Testing For Toxic Side-Effects In Drugs

I’ve written a few times about the use of machine learning to get better at understanding the potential for a drug to have toxic side effects when consumed by a patient.  One such piece of work was a recent study published in Cell Chemical Biology.  The study reveals a big data based approach to detecting toxic side effects that would prohibit a drug from being used on humans before it gets to the expensive clinical trial stage.

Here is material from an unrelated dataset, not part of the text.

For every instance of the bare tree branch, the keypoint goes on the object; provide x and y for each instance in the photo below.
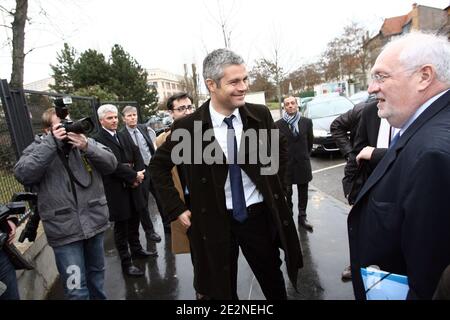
(10, 12)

The latest piece of work in the field comes via a paper published by a team led by researchers at Cardiff University.  The paper describes an approach whereby large databases of drugs are analyzed to assess the risk of a drug undergoing racemisation, which is when a drug becomes a mirror of itself, therefore either becoming dangerous or inert.  The team believe that it’s the first time a risk assessment tool has been developed for this process.

Reducing risk

The team hope that their work can help to reduce the financial risk associated with developing new drugs by spotting potentially risky drug candidates at a much earlier stage.

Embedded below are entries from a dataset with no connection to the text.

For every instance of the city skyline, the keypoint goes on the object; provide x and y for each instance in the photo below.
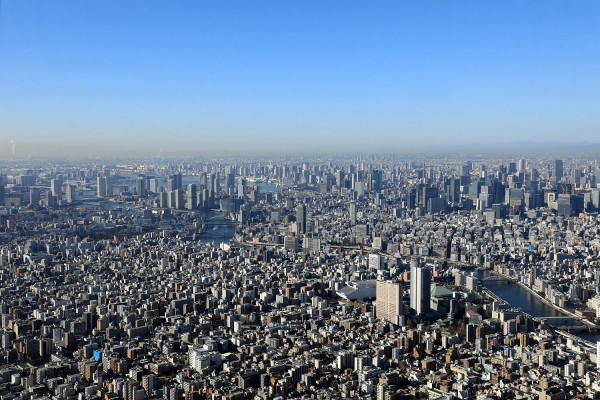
(100, 77)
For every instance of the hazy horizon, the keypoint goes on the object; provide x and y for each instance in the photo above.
(100, 77)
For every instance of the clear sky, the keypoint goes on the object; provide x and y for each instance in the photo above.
(92, 76)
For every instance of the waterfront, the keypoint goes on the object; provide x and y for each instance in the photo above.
(517, 296)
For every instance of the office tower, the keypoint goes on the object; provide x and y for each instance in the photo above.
(153, 185)
(388, 301)
(241, 187)
(558, 170)
(376, 180)
(420, 287)
(353, 213)
(427, 193)
(34, 196)
(55, 187)
(171, 184)
(101, 186)
(71, 197)
(104, 186)
(191, 201)
(301, 218)
(140, 186)
(230, 183)
(453, 191)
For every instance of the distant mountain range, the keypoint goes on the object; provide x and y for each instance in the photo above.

Drug compounds usually exist in either a right or left-handed form.  Both of these forms have an identical chemical compound, but the structure is a mirror image of each other, much in the way that left and right hands do.

Whilst drugs often contain both the right and left hand versions of a compound, only one of these is capable of providing the desired physiologic effects.  The other version is much less active, and sometimes produces negative effects.

Probably the most famous example of such a phenomenon is thalidomide.  The drug, which began sale in 1957, was found to cause serious birth defects because whilst one ‘hand’ of the drug produced a sedative, the other caused birth defects.

Spotting side effects

The team set up several experiments that simulated the kind of chemical conditions found in the human body, before then introducing various drugs into that system.  The team monitored the rate at which each drug underwent racemisation.  The results from this first phase then allowed a model to be developed to predict the racemisation rate in any drug compound, which in turn would provide an understanding of whether the drug was safe and productive.

“Following the thalidomide disaster, researchers worldwide have focussed on making compounds enantioselectively – that is containing just one enantiomer,” they say.  “However, while compounds are routinely tested to ensure they are inherently stable under physiological conditions, not much thought has been given as to how to prevent configurational instability at the design stage, using suitable predictive models.”

The team believe that the risk-assessment process they’ve created will make it easier for the pharmaceutical industry to rapidly spot drugs that will fail due to their toxic side-effects, and therefore focus their time and energy on the compounds that are likely to get to market safely.